Parlare dei Beati Paoli di Palermo significa camminare su una linea divisoria, un filo che spartisce due mondi completamente diversi eppure perennemente in contatto: quello della realtà storica e quello della ricostruzione leggendaria. Non è un caso che realtà e leggenda finiscano spesso per intrecciarsi, a tal punto da non rendere riconoscibile l’una dall’altra. La storia che vogliamo raccontarvi oggi segue esattamente questo iter. Forse è proprio per questo motivo che la riteniamo così affascinante e misteriosa.
Partiamo dal dato fattuale e comunemente condiviso: Beati Paoli è il nome con il quale si indica una presunta società segreta o setta nata ed operante nella Palermo della prima età moderna. I membri della setta si presentavano come sicari o vendicatori. Quasi come dei fautori di una giustizia suprema laddove vigeva il continuo sopruso dei più facoltosi nei confronti della plebe. Detta così, sembra qualcosa di prossimo o simile ad un romanzo… E in effetti la loro storia (e non leggenda) divenne popolare oltremodo grazie ad un romanzo, pubblicato nel 1909, dal titolo “I Beati Paoli”, ad opera di Luigi Natoli.

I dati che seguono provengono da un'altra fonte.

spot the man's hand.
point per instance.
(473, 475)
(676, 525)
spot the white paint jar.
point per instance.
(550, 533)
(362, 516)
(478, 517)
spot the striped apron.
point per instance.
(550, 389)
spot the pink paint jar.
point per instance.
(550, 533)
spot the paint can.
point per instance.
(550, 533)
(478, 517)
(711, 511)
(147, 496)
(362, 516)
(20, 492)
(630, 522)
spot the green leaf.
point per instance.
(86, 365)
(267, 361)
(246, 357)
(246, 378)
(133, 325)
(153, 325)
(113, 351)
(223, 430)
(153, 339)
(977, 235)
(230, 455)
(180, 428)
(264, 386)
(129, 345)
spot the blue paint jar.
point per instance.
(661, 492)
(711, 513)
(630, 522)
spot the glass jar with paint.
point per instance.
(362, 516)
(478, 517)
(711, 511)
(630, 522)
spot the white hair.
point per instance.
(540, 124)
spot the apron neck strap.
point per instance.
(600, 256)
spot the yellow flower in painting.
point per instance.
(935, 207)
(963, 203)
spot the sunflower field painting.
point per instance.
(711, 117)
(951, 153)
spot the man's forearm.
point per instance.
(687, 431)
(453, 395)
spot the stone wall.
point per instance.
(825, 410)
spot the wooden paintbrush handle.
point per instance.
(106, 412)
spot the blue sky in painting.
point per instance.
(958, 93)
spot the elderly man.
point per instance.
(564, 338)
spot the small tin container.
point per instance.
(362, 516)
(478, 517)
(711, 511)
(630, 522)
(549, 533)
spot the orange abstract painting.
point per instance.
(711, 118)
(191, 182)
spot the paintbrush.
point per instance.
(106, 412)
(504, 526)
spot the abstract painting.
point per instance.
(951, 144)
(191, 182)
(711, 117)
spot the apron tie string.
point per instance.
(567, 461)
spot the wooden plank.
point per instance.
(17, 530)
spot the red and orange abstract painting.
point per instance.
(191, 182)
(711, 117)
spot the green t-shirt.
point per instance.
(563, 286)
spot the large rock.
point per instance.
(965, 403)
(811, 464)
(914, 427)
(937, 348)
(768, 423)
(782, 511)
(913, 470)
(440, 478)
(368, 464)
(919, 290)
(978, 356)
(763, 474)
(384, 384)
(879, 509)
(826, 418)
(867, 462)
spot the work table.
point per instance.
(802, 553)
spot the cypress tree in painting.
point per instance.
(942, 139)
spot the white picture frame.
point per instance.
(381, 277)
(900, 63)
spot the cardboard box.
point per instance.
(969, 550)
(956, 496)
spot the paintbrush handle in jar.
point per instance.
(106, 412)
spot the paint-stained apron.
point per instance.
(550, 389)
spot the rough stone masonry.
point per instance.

Non che prima del successo letterario non esistessero evidenti collegamenti tra la cultura popolare palermitana e la setta segreta, anzi. Tuttavia i suddetti nessi si tramandavano per via orale, mai scritta. Si raccontava – e lo si continua a fare tutt’ora – come i Beati Paoli si chiamassero in tal modo per via dell’interessante identità assunta durante il servizio. Alla luce del sole, essi vestivano con gli abiti monacali di San Francesco di Paola. Una veste che permetteva loro di infiltrarsi in chiese, monasteri e conventi, ascoltando le richieste dei più poveri e agendo per conto di questi. Tutto in nome di una violenta giustizia.
Tra la fine del Quattrocento e la prima metà del Cinquecento, questi giustizieri effettuarono un numero incalcolabile di assassini rituali. Il modus operandi era delineato: catturare la vittima, condurla nei sotterranei di Palermo, porla di fronte ad un tribunale giudicante e infine infliggere l’estrema condanna. Magari a suon di coltellate. Sarebbe troppo semplice collegare con un filo diretto l’esperienza dei Beati Paoli con la Mafia odierna, eppure qualcuno, più di qualcuno, l’ha fatto.
Più semplice pensare che questi sicari mascherati avessero a loro volta ripreso usi e costumi di un’altra società segreta palermitana, operante nel XII secolo. Parliamo dei cosiddetti “Vendicosi“. In giro per le strade di Palermo basta chiedere, ma anche osservare; diversi sono i riferimenti alla setta.
I continui progressi archeologici che permettono la scoperta di nuovi cunicoli sotterranei non fanno altro che alimentare questa storia-leggenda. D’altronde, il sentimento comune che conduce ad un’implacabile sete di giustizia, non può fare altro che accrescere la certezza sull’esistenza di una società misteriosa, arcana, ma portatrice di una rettitudine dovuta, quasi divina.